Berlin: Sportswear maker Adidas AG’s fourth-quarter net profit shrank amid higher operating expenses, but the company beat forecasts as improving sales in a healthier global economy powered a strong rise in revenue.
Adidas said Wednesday that it earned €7 million ($9.7 million) in the October-December period, down from €19 million a year earlier but still better than analysts’ forecast of €3.9 million.
Revenue was up 19.2%, climbing to €2.93 billion from €2.46 billion and beating analysts’ prediction of €2.74 billion.
The company said that figure was helped by currency conversion effects, and global revenue was up 9% on a currency-neutral basis. It reported 15% growth at the Reebok brand.

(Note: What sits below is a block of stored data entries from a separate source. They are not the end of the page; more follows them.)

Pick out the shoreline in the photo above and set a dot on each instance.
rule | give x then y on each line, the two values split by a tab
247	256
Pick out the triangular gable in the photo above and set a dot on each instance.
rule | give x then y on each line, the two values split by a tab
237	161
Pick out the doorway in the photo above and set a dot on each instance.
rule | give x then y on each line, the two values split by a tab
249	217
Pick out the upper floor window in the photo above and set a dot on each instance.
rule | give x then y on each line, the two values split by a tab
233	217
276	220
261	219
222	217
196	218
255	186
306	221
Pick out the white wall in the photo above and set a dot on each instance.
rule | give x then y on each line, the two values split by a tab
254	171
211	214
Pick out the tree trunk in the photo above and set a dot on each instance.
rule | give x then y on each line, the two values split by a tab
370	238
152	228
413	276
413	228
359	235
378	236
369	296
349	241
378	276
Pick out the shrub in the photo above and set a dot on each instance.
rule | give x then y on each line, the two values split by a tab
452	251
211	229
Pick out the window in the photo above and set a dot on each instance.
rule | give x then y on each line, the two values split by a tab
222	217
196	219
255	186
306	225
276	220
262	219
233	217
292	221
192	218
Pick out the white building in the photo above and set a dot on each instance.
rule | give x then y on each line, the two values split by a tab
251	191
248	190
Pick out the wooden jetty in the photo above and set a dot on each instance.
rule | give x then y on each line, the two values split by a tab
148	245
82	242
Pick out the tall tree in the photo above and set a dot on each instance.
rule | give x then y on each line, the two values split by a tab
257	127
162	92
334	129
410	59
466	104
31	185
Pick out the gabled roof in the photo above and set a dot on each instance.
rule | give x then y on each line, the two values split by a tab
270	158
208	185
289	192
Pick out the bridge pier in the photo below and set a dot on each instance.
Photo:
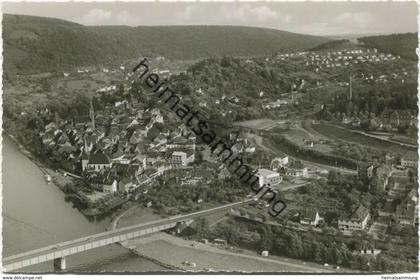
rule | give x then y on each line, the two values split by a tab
59	264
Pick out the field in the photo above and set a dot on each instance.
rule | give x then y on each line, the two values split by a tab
174	251
346	135
299	135
260	124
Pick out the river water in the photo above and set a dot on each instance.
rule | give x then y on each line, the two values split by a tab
35	214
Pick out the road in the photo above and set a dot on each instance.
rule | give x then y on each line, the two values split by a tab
114	233
258	141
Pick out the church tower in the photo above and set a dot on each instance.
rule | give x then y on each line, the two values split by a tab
92	115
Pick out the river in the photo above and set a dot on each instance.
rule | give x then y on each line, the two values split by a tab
35	214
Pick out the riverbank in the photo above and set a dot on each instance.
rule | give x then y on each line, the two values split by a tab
180	254
62	180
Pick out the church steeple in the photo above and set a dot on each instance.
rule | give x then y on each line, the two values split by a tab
92	115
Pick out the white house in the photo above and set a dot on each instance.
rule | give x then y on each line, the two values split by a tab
279	162
98	161
297	172
110	186
268	177
310	218
357	221
410	159
182	158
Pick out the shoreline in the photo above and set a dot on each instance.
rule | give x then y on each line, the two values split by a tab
58	179
192	256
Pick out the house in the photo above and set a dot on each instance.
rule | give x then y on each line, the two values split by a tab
370	252
357	221
407	210
110	185
297	172
182	158
81	120
279	162
125	185
224	174
310	218
264	253
365	171
268	177
98	161
410	160
383	172
397	118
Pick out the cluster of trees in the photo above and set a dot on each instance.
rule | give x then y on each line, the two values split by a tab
309	246
46	44
292	148
369	102
397	44
170	197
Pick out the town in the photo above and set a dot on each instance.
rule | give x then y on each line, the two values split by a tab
331	130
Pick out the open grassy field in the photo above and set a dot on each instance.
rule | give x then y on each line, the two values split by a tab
299	135
174	251
346	135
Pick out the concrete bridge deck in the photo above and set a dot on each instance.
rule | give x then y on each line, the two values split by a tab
59	251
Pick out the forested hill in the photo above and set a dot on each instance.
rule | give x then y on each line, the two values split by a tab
333	45
398	44
36	44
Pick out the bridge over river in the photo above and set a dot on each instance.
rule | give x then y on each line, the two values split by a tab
58	252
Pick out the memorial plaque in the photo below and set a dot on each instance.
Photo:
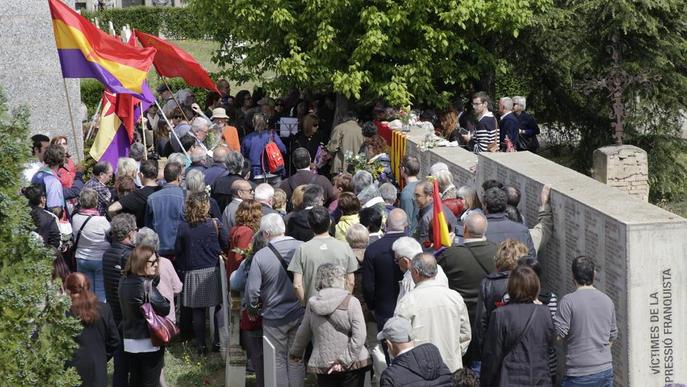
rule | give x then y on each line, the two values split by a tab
640	251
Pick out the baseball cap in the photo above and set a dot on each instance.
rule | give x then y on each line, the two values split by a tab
397	330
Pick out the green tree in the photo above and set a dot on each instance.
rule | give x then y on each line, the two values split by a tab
565	48
412	51
36	336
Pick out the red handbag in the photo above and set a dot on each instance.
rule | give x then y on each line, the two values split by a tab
162	330
275	160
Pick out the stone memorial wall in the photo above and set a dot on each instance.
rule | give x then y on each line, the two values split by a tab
31	74
640	250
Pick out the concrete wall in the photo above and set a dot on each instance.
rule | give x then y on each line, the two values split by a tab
639	248
31	74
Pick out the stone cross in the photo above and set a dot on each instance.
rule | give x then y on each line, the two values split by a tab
616	81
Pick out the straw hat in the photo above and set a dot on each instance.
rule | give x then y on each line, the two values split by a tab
219	113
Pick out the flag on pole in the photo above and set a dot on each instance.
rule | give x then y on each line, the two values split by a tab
171	61
87	52
440	235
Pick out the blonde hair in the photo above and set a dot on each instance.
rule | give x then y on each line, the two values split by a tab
508	253
279	199
126	166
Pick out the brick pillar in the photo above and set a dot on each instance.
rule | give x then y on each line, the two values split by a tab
625	167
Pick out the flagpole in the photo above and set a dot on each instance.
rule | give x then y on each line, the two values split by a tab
79	155
171	128
95	116
175	99
143	132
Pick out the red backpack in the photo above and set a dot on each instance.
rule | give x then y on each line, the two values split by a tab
275	160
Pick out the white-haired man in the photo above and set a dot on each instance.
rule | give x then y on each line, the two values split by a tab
264	194
438	314
405	249
269	291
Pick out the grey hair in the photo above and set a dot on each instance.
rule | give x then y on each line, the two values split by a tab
195	181
263	192
397	220
121	226
329	276
147	237
520	100
178	158
425	265
199	123
357	236
361	180
234	163
88	198
476	224
136	151
444	178
126	166
273	224
436	167
388	192
406	247
507	103
368	193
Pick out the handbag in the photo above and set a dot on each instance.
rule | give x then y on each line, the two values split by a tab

A 3% rise in overall revenue in western Europe was topped by increases of 12% in North America and 11% in China.
Adidas said operating expenses as a percentage of sales rose to 47.1% from 46.6%, in part due to higher marketing budget costs.

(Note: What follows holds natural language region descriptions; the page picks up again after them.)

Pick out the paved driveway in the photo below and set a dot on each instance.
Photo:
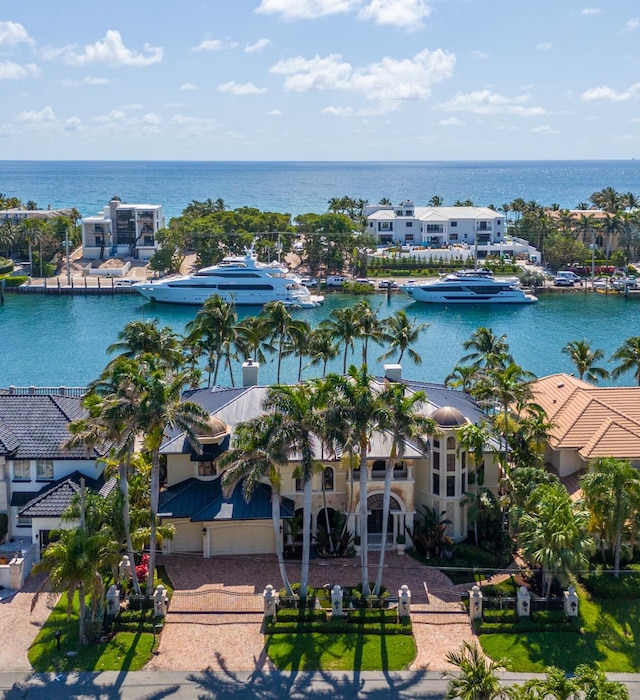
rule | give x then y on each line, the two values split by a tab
235	641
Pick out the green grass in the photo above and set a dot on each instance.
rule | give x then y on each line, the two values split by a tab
609	637
340	652
128	651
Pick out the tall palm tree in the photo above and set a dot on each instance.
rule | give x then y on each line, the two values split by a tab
553	533
401	332
354	411
298	409
611	491
214	330
628	358
478	675
342	325
400	416
277	324
260	448
584	359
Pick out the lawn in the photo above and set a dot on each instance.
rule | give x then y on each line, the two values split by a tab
610	632
341	652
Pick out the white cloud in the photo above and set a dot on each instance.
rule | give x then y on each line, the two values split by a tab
451	121
241	88
389	80
400	13
258	46
110	51
487	102
12	33
215	45
604	92
14	71
306	9
544	129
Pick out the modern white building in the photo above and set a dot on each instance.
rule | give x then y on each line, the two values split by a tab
122	231
434	227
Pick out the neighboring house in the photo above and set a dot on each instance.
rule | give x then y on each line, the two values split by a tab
435	227
207	523
38	476
122	231
588	422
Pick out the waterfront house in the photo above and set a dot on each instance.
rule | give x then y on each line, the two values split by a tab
38	475
208	523
122	231
588	422
435	227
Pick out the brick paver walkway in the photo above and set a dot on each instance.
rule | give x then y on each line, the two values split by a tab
235	641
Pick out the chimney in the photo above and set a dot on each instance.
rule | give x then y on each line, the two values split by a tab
393	373
250	373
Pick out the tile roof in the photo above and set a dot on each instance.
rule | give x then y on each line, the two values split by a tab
202	501
54	498
36	427
594	421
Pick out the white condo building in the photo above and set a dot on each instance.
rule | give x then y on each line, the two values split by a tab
435	227
122	231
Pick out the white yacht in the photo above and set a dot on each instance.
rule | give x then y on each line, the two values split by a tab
238	279
470	287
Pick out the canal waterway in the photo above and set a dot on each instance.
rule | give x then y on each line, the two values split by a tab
62	340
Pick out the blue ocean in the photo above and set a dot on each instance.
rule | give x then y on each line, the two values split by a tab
53	341
302	187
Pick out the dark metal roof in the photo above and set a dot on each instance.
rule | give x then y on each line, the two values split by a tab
36	427
203	501
54	498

CEO Herbert Hainer said the company “beat all our initial expectations for the year.” He added that “all our brands scored with consumers in an improving worldwide economy.”
Adidas saw its full-year net earnings more than double to €567 million from €245 million. Revenue climbed 15.5% to €12 billion from €10.38 billion. Earnings per share were up to €2.71 from €1.25.
The company said it would propose a dividend of €0.80 per share, up from €0.35 for 2009, citing “the strong cash flow generation in 2010 and the significantly reduced level of net borrowings.”
Hainer said Adidas generated an operating cash flow of €1.2 billion last year, and the company said its net borrowing at the end of the year stood at €221 million, far below the level of €917 million a year earlier.
Adidas said it expects sales to rise by a “mid to high single-digit” percentage this year in currency-neutral terms, an improvement on its previous prediction of a mid-single-digit rate.
It maintained its forecast that earnings per share should increase by 10 to 15%, to between €2.98 and €3.12.
The company forecast continuing positive cash flow, and said excess cash would be used to invest in growth initiatives and further reduce borrowing.
It predicted improvements in the retail sector but also cautioned that the costs of raw materials are expected to rise, though sales and marketing expenses should decline, in part due to the comparison with last year’s outlay for the football World Cup in South Africa.
Investors cheered the report, making Adidas easily the best performer Wednesday on Frankfurt’s DAX index of blue-chip stocks. Its shares were up 1.9% at €47.41, while the DAX was down 1.2% overall.